Grâce à elle, j’allais plus vite. Tout comme les chaussures ont ce pouvoir de courir vite selon les enfants. Et paroxysme de la vitesse… l’épiphanie du contre-la-montre à l’Alpe d’Huez en 2004. Lance Armstrong s’élançait avec sa casquette…  à l’envers s’il vous plaît. J’étais subjugué. Je n’y avais encore jamais pensé. Dès lors, retourner ma casquette, c’était comme un champignon turbo dans Mario Kart. Un coup de boost. 

J’étais fan de l’accessoire. Et depuis que j’ai commencé le cyclisme, je n’ai cessé d’acquérir les casquettes de vélo les plus originales. Glissées sous le casque, on les remarque moins. Alors elles se doivent d’être clinquantes. Colorées. Décalées. Lorsque je suis sur mon vélo, il faut qu’on me remarque. La casquette de vélo apporte cette petite touche de personnalité qui ajoute un certain style. C’est un petit détail qui fait toute la différence. Et voir un passager de voiture se retourner pour m’observer avec un sourire est source de grand plaisir. 

Malheureusement, les professionnels délaissent l’accessoire aujourd’hui. Sur les courses, les casquettes sont arborées seulement les jours de pluie ou de froid. Quête du gain marginal, chasse aux grammes futiles et optimisation du coefficient de pénétration dans l’air sont probablement les causes de ce délaissement. Même sur les podiums des courses les casquettes traditionnelles ont remplacé les casquettes de cyclisme. Heureusement, certains défenseurs de la casquette cycliste persistent dans les pelotons. 

Toutefois, malgré cette petite collection de casquettes plutôt décalées, j’éprouve une grande déception. Cet accessoire que je trouve très élégant tant pour son côté vintage que distingué n’est guère apprécié en dehors des usagers de la bicyclette. Je me souviens avoir reçu maintes moqueries en m’affichant fièrement avec l’une de ces casquettes devant des amis, en dehors du vélo. Il semblerait que la beauté de cet objet ne touche pas beaucoup au delà de cette communauté. 

C’est bien dommage. J’aimerais bien aller faire mes courses avec ma casquette Mapei sans recevoir des regards interrogateurs et surpris. Peut-être cela arrivera t-il un jour. N’oublions pas qu’il fut un temps où Spike Lee portait fièrement une casquette de cyclisme Brooklyn. Summum de la classe… 

Aujourd’hui, certains traileurs utilisent ce genre de casquette. Les fans de Fixie se l’approprient avec énormément de style. Dans l’ultra cyclisme, elle fait même parfois office de dossard. Y aurait-il un renouveau ? Je l’espère. Je l’attends.

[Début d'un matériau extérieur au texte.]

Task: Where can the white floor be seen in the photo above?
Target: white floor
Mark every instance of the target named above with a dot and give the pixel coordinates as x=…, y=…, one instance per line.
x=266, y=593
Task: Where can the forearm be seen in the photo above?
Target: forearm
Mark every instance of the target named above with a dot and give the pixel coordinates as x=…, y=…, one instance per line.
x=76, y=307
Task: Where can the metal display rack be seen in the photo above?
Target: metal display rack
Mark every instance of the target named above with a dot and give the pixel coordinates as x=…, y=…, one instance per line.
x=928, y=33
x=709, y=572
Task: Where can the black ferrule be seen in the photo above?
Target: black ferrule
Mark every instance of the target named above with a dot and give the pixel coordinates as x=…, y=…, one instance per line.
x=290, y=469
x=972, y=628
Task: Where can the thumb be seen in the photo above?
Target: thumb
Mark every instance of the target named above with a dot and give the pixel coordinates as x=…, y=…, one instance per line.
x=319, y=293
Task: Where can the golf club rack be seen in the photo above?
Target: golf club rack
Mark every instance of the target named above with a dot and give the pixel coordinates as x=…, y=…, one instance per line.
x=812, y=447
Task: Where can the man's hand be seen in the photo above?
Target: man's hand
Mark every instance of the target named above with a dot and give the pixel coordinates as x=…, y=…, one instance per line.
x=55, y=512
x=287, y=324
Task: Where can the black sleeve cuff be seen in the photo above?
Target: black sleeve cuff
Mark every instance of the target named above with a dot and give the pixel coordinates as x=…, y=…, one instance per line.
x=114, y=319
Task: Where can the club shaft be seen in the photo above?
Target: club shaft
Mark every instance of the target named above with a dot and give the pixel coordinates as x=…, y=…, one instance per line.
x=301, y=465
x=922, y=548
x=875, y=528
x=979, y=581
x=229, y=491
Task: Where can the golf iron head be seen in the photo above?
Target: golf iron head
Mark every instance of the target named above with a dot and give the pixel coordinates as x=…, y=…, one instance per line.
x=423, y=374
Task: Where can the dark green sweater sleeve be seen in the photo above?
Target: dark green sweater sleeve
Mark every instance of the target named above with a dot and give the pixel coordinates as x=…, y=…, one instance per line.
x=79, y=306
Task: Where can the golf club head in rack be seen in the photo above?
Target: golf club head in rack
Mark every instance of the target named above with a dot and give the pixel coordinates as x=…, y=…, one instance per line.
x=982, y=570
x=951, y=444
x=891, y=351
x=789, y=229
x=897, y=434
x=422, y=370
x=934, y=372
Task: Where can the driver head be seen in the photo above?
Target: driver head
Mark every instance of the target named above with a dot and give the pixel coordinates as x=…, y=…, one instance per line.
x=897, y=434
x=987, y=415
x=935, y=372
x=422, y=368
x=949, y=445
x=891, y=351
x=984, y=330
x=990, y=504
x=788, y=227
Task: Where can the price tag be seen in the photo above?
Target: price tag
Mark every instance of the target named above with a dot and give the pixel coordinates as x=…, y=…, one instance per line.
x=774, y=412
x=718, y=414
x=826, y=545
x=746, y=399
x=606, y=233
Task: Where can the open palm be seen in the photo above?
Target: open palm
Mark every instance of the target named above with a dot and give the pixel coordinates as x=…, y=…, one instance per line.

De tout coeur. Et il faudrait donc espérer que cela s’étende à de plus larges horizons…

Allez, j’en fais le pari ! Celui de voir un jour Neymar arriver au Parc des Princes avec sa casquette de cyclisme dont la visière afficherait “100% Jesus”*. Lebron James avec une casquette (XXL?) numéro 23… Ou pourquoi pas un clip de Booba, avec une casquette “92 IZI”.